I wait alone for a few more minutes until I see my friend walking towards me. She smiles when she sees me and greets me with a hug. “How are you? How’s everything with school?” she asks me.
I pause before answering, my breath catching. It is the first time we’ve talked since I decided to transfer over the summer. She has remained in the linkage program, which makes me afraid to know what she thinks of my decision. I feel the weight of a hundred questions in her gaze, a speculation of reasons I never gave when I left. I adjust my glasses, a nervous habit, and remind myself to be brave. I still have flickers of doubt in my mind, rooted from pointed glances and skeptical tones regarding my decision to leave. It has made me uneasy while visiting my old campus. But I think of my new school, Irvine Valley College, where I have been attending until I transfer to a university, my final destination and hopefully a place to call home. I think of the friends I have made in the last few months. I think of the new activities I am involved in: volunteering at a children’s hospital, leading worship at church. I think of the classes I am taking this semester that have made me fall in love with learning again: Creative Writing, Voice, Genetics, Music Theory.

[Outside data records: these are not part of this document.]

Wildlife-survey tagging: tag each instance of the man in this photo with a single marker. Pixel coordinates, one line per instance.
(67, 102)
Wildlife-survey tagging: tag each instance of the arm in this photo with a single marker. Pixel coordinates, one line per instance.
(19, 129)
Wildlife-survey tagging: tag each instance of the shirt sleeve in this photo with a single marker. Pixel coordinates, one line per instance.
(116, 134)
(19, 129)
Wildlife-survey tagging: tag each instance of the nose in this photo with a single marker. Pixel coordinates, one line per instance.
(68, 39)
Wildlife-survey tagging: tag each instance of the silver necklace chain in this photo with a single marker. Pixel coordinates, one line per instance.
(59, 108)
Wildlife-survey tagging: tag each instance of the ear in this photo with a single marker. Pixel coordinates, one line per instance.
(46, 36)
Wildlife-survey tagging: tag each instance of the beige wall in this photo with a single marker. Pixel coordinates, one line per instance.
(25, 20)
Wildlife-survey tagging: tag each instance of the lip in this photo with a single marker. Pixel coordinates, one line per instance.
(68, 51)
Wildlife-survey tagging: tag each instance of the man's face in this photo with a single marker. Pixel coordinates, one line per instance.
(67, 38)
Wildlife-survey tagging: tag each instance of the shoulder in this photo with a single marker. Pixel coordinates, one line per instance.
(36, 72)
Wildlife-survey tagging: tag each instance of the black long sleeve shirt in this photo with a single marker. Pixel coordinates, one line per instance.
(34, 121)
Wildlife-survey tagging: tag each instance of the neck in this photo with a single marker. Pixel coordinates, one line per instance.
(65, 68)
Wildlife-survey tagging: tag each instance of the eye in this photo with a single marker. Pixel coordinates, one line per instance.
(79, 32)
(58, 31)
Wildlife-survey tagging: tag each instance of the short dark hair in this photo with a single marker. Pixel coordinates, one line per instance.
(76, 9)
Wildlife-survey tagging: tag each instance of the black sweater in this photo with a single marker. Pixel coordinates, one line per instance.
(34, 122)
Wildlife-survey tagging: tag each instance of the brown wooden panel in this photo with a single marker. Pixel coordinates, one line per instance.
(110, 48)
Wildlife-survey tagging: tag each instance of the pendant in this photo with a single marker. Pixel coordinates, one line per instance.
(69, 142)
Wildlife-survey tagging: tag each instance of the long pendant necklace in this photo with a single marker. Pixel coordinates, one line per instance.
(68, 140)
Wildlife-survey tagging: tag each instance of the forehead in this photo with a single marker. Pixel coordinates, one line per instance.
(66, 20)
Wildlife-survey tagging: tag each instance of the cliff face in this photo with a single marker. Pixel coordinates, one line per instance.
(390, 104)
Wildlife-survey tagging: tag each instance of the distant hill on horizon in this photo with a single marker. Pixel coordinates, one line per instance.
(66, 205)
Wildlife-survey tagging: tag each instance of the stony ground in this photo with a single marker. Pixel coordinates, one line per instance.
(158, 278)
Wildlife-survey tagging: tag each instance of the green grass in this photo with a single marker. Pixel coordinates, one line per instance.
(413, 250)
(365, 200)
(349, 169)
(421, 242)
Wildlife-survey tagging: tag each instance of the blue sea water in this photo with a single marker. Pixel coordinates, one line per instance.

They are all choices of mine, and I don’t regret them.
“It’s been really good,” I tell her. And for the first time, I mean it.
As we head to the dorms to meet with our other friends, I update her on my new experiences at IVC, and she tells me stories that have happened since I’ve been gone. It is strange hearing about how my old friends are doing. It makes me realize how much they have grown without me, but also how much I have grown away from this place. We walk down a familiar cement path between the dining hall and the dorms. I used to walk this path with my head down, eyes trained to the ground, but today I am not.
We pass by a brick wall, a sea of gray surrounding a quote I know by heart. You are of this place, it says. It is changing you. It occurs to me that I should have no ties to this mural anymore. I am no longer a part of these people, the people these words are meant for. But I certainly am a part of this place. Here in the heart of this place I left a piece of me I will never get back, buried deep in lonely hours in a study room, long phone conversations in my dorm, and a professor’s office on the other side of campus. As I peer at the wall of paintings, another one catches my eye, one that opposes the bare grayscale mural with pastels and flowers and light. I have walked this pathway a thousand times, but for the first time, I really notice the mural of roses. A hand grasps the bundle of flowers against an open backdrop of white paint. There are a few fallen petals, shed from the flowers, but the roses curl open nonetheless. It is the beginning of a full bloom after a winter season. For the first time, I realize that maybe this image was what was meant to inspire me, not the words. Despite the lonely breakfasts in the dining hall, tearful walks across campus, and hours of isolation in the study room; despite the broken piece of myself I have left here, I am on the way to a full bloom after my own winter season, fallen petals and all. Despite the struggles I have faced in this past year, I am stronger for it and am finding myself in the process. I see now that the artist who wrote this quote had it wrong. It wasn’t being a part of this place that changed me, but because I am of this place, I am changing me.